You Want to Improve Your Report

Contact a Relationship Officer to discuss some ways to help improve your credit report. While there are probably some things you can do immediately to improve any problem areas, the only thing that fully cleans up your credit report is time. With informed guidance you can be sure you are headed in the right direction.

The Three Major Credit Bureaus

Equifax
1.800.685.1111 
P.O. Box 740241, Atlanta, GA 30374-0241

Experian
1.888.EXPERIAN (397-3742)
P.O. Box 2002, Allen TX 75013

TransUnion
1.800.888.4213
P.O. Box 1000, Chester, PA 19022

Security Information and Updates

General Information

Beware of Vishing, Smishing, and Phishing: The latest attempts to gain your information include mobile phone text messages whereby you must call a phone number and provide confidential information.

Vishing

For example, if you receive a text that says "Dear credit union bank customer, we regret that we have had to lock out access to your account. Please call 901.562.1204 to access your account." If you respond, an automated response may request your credit card number. This is referred to as “Vishing” because the fraudsters are Voice Phishing for your information.
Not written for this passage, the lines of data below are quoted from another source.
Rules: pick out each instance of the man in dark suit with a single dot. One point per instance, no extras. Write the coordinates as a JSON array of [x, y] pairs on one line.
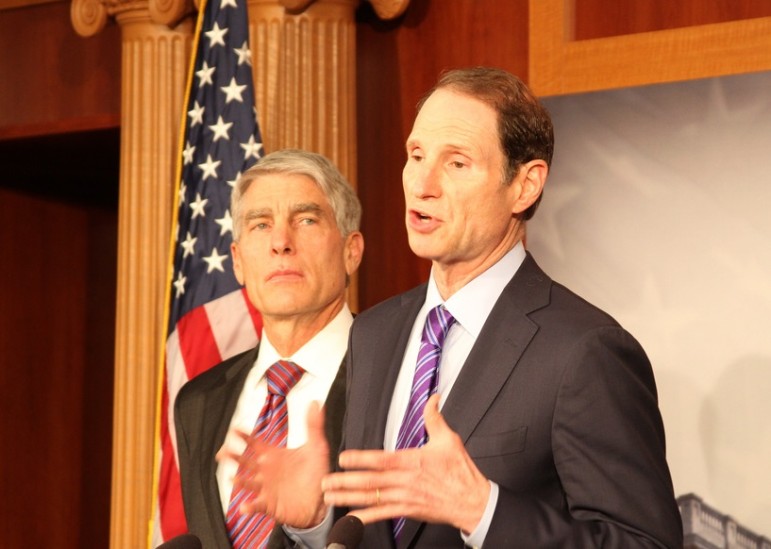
[[549, 433], [296, 243]]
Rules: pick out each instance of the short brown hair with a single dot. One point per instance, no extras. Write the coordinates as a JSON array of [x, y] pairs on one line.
[[524, 125]]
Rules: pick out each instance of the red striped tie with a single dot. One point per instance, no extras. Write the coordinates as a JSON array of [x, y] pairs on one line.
[[253, 530]]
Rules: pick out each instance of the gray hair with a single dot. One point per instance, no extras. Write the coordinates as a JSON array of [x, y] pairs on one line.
[[342, 198]]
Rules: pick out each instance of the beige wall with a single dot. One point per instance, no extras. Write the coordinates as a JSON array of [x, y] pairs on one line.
[[657, 210]]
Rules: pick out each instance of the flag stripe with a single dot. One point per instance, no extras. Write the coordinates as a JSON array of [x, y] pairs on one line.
[[226, 318], [196, 342]]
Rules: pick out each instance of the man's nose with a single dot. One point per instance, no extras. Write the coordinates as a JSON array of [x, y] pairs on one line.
[[282, 239]]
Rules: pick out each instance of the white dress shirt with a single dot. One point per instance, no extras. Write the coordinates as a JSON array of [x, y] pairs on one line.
[[471, 305], [320, 357]]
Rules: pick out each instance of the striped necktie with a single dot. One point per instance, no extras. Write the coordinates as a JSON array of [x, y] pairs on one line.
[[412, 433], [253, 530]]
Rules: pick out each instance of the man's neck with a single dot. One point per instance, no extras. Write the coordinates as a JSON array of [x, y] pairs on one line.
[[288, 334], [452, 277]]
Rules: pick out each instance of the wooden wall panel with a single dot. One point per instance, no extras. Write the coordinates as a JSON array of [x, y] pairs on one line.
[[562, 64], [600, 18], [60, 81], [397, 62], [56, 335]]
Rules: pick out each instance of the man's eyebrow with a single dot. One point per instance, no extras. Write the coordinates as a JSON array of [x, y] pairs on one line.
[[257, 213], [307, 207]]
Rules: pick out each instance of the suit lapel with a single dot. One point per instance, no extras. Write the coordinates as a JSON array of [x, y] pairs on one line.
[[504, 337], [500, 345], [220, 403], [392, 342]]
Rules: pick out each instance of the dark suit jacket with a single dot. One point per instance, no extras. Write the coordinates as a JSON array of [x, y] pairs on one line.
[[556, 403], [202, 414]]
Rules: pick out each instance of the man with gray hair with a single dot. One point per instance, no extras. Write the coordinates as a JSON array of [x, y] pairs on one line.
[[296, 242]]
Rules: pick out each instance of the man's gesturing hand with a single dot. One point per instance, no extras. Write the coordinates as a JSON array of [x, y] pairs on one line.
[[286, 483], [436, 483]]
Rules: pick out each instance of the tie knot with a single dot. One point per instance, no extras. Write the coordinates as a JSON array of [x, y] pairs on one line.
[[282, 376], [438, 323]]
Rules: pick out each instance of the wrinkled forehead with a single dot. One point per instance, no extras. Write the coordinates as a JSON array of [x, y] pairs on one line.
[[451, 118]]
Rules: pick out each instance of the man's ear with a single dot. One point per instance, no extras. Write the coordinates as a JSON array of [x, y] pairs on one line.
[[354, 250], [530, 182]]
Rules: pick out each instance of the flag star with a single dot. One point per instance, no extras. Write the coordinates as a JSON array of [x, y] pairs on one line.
[[220, 129], [214, 261], [205, 75], [232, 182], [251, 148], [225, 222], [187, 154], [197, 207], [196, 115], [179, 284], [209, 167], [189, 245], [216, 35], [233, 91], [244, 54]]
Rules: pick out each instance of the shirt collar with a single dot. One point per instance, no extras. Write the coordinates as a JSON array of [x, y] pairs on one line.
[[471, 305], [322, 353]]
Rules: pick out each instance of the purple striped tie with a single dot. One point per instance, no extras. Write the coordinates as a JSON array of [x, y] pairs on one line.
[[253, 530], [412, 433]]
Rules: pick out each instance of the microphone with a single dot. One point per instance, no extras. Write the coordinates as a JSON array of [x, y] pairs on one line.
[[185, 541], [346, 533]]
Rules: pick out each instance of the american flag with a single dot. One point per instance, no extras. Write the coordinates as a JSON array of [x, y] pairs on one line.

Whether by mobile phone or email, do not call and leave confidential information on a message or provide this information if you did not initiate the request.

Smishing

Some mobile text messages warning that their bank (or credit union) account has been closed due to suspicious activity provide a link in the text. The link causes a Trojan to be installed in the cell phone or other device.

Phishing

An email or phone call that requests a response or action to contact an institution by email, Web site or phone, and provide account or credit card information. Even seemingly legitimate Web sites can be fraudulent.

Legitimate institutions DO NOT contact you and ask for your account or confidential information. NEVER respond to any request like this unless you initiated the request yourself.